Die muslimischen Wächter, abgestellt von der jordanischen Kontrollinstanz als Hüter des dritthöchsten islamischen Heiligtums nach Mekka und Dschidda, geleiten einen orthodoxen Juden zu jener Stätte, wo die Römer vor beinahe zwei Jahrtausenden bei der Zerstörung des Tempels Salomons nur Ruinen zurückgelassen haben. Daraus beziehen strenggläubige Juden die Legitimität für eine Neuerrichtung des Tempels, wie der ultraorthodoxe Rabbi Jehuda Glick, der sein Eiferertum vor wenigen Wochen fast mit dem Leben bezahlte, als ihn ein Palästinenser mit mehreren Schüssen niederstreckte. Um den heiligen Boden nicht zu entweihen, betreten Orthodoxe den Tempelberg – in der arabischen Diktion Haram-al-Sharif – denn auch nur in Socken oder in in Plastiküberzügen gehüllten Schuhen.


Akt der Provokation. Eine restriktive Ausnahmegenehmigung gewährt ihnen den Zutritt, und Israels Premier Benjamin Netanjahu will an dem Status quo auf dem so heftig umstrittenen Plateau im Herzen der Hauptstadt nicht rütteln. Das versicherte er auch dem jordanischen König Abdullah und US-Außenminister John Kerry kürzlich bei einem Krisentreffen in der jordanischen Hauptstadt Amman. Vor 14 Jahren hatte einer seiner Vorgänger, der spätere Premier Ariel Scharon, in einem demonstrativen Akt der Provokation die zweite Intifada ausgelöst, als der bullige Politiker mit einer Entourage an Leibwächtern einen Spaziergang auf dem Tempelberg unternahm und so den Hass der Palästinenser anstachelte.

Von einer dritten Intifada, einer Jerusalem-Intifada, gar einem Religionskrieg raunen nach einer Serie von Zwischenfällen, nach plumpen Autoattacken und primitiven Messerangriffen durch palästinensische Einzeltäter – sogenannte einsame Wölfe – jetzt auch wieder manche in Nahost. Nach der schmählichen Implosion der Friedensverhandlungen unter der Vermittlung Kerrys, nach dem dritten desaströsen Gaza-Krieg innerhalb von sechs Jahren, nach der Ankündigung neuer israelischer Siedlungsprojekte und dem Erwerb von Häusern im arabischen Teil Jerusalems sucht der aufgestaute Zorn der Palästinenser ein Ventil – und die ohnmächtige Wut brach sich vielfach Bahn gegen unschuldige Opfer an der Linie 1.

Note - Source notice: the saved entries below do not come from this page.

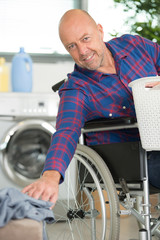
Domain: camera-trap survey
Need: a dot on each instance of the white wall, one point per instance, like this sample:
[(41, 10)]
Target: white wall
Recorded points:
[(46, 75)]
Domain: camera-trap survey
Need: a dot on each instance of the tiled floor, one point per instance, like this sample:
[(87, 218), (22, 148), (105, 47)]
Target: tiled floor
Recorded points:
[(128, 226), (128, 230)]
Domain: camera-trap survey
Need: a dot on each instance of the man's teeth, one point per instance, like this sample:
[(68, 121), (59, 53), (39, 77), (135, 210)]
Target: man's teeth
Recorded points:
[(88, 57)]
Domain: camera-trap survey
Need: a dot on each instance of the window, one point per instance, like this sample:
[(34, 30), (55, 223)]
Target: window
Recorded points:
[(110, 16), (32, 24)]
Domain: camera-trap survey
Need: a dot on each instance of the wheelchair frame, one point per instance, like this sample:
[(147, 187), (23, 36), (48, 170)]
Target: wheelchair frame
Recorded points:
[(134, 200)]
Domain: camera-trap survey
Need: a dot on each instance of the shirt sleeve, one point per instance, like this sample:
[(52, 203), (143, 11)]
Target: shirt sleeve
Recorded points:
[(153, 50), (70, 120)]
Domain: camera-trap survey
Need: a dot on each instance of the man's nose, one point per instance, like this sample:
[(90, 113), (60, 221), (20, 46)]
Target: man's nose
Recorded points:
[(82, 49)]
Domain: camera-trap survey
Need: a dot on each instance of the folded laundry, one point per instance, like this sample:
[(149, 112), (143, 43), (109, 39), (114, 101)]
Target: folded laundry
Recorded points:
[(16, 205)]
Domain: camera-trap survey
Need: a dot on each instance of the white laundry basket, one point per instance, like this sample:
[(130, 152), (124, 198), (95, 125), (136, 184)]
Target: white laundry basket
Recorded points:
[(147, 106)]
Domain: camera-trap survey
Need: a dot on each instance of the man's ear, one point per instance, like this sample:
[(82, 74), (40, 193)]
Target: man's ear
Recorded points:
[(100, 29)]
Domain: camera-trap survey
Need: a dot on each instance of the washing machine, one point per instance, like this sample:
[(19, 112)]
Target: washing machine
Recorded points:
[(27, 122)]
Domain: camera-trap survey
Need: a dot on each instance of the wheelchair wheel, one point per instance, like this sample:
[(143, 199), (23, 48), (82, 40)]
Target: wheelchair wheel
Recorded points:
[(88, 203)]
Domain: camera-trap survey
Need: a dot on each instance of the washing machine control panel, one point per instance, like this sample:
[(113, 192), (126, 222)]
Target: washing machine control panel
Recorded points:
[(29, 104)]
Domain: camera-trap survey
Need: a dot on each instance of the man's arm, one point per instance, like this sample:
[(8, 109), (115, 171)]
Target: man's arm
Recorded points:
[(46, 187)]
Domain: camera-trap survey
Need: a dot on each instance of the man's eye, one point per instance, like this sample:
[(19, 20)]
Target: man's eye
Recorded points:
[(71, 46), (86, 39)]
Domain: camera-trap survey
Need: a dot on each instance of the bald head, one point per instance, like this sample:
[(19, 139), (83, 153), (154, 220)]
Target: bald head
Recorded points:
[(83, 39), (74, 16)]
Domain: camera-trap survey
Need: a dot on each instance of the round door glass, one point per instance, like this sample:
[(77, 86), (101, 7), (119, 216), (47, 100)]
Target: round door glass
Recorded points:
[(27, 151)]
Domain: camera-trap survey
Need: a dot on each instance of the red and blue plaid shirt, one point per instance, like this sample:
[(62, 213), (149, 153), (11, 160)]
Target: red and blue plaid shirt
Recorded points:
[(89, 95)]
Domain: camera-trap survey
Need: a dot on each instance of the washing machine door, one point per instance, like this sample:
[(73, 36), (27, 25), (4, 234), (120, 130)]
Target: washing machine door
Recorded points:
[(24, 149)]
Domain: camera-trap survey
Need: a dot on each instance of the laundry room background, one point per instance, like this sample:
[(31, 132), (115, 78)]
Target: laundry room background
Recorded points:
[(45, 75)]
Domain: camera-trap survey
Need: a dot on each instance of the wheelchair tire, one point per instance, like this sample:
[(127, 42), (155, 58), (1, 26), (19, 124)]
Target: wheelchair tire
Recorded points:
[(88, 203)]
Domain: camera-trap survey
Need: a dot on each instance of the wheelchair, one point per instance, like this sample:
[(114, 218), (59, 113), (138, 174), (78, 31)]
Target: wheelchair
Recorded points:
[(106, 177)]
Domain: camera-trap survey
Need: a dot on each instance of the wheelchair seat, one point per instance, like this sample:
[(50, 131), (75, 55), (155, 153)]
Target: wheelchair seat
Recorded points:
[(95, 189)]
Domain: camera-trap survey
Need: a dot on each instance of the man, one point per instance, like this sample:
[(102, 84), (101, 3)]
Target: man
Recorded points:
[(97, 88)]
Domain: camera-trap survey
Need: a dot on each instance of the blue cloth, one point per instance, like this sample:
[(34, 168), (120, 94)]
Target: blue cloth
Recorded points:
[(16, 205)]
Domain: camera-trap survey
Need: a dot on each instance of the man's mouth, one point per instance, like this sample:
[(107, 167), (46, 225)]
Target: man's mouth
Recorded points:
[(86, 59)]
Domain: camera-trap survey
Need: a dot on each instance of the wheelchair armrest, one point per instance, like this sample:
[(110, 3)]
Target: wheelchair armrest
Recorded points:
[(109, 123)]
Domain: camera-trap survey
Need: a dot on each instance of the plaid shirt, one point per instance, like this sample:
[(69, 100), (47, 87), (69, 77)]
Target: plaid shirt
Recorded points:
[(91, 95)]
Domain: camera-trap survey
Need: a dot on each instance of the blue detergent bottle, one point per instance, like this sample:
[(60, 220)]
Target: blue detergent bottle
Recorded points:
[(21, 72)]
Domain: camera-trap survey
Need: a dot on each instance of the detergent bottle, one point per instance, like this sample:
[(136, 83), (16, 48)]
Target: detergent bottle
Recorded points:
[(21, 72), (4, 75)]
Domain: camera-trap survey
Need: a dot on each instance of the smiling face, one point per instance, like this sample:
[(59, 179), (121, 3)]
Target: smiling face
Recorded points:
[(83, 39)]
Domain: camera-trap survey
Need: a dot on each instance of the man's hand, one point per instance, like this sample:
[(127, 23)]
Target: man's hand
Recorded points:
[(46, 188), (152, 84)]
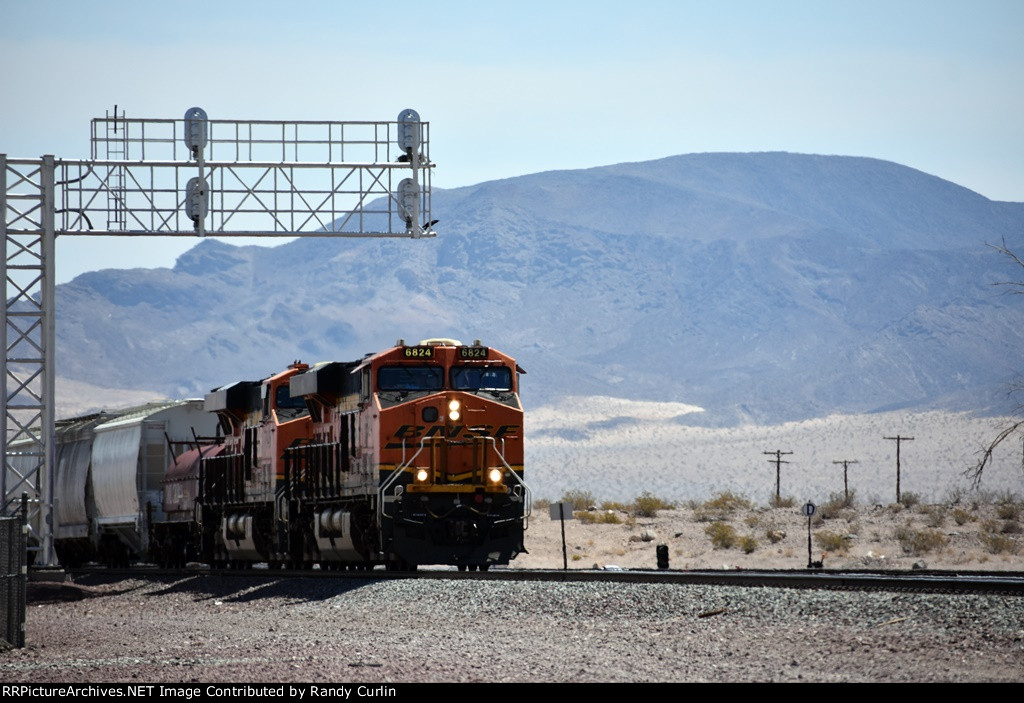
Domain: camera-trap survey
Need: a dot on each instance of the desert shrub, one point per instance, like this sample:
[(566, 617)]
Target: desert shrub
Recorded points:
[(955, 495), (647, 506), (599, 518), (998, 543), (832, 541), (936, 516), (920, 541), (829, 510), (722, 535), (910, 499), (721, 507), (1008, 511), (1010, 527), (581, 499), (781, 501)]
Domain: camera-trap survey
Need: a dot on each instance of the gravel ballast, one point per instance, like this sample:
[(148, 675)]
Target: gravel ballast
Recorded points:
[(208, 628)]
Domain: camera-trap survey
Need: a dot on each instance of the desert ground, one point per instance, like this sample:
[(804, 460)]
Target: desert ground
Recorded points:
[(968, 537)]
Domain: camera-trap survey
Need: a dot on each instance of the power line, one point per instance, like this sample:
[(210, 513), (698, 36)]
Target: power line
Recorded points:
[(778, 462), (846, 484), (898, 439)]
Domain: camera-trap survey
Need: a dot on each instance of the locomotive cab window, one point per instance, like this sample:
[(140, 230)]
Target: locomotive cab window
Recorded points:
[(408, 379), (286, 405), (481, 379)]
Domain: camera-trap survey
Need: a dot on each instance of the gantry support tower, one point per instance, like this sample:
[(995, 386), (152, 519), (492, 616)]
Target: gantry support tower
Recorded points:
[(188, 177)]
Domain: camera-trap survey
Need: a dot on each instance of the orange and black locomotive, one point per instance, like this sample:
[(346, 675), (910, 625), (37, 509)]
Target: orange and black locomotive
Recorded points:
[(413, 455)]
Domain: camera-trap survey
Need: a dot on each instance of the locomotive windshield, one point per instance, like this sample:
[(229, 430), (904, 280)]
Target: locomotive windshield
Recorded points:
[(285, 401), (481, 379), (410, 378)]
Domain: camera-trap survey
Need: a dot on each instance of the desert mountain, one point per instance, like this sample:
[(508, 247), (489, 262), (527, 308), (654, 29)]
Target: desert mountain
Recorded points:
[(759, 287)]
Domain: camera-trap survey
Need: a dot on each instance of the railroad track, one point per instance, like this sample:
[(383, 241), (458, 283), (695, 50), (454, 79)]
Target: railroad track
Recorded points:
[(1011, 583)]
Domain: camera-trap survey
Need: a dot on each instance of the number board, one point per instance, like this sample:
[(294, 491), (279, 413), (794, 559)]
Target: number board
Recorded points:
[(473, 352), (418, 352)]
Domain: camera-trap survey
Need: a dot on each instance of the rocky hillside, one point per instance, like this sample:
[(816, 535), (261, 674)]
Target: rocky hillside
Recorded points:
[(759, 287)]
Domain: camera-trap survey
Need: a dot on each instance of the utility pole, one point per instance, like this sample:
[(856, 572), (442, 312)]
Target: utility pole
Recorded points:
[(846, 483), (898, 441), (778, 462)]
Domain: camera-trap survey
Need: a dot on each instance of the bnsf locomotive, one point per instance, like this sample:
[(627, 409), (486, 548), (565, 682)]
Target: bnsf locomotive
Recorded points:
[(413, 455)]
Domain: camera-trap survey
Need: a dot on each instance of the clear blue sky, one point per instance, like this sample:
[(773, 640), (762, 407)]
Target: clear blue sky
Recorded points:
[(516, 88)]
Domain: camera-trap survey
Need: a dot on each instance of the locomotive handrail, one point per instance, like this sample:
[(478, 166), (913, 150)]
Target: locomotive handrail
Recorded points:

Die silberne Straßenbahn, zur Rush-Hour vollgestopft mit Soldaten, Orthodoxen und Muslimen, sollte als Symbol der Versöhnung die verschiedenen Stadtteile verbinden, vom Herzlberg hinein in das Palästinenserviertel Silwan in Ostjerusalem. Stattdessen gingen Fensterscheiben zu Bruch. Der Vandalismus richtete sich nicht allein gegen Objekte, sondern als Terror auch blindlings gegen Passanten. Seither fährt in der Linie 1 wieder die Angst mit – ein wenig so wie vor 14Jahren, als Selbstmordattentate in Bussen, Cafés und Discos die Nation aufgewühlt haben. Fast jeder Israeli weiß eine Horrorgeschichte zu erzählen.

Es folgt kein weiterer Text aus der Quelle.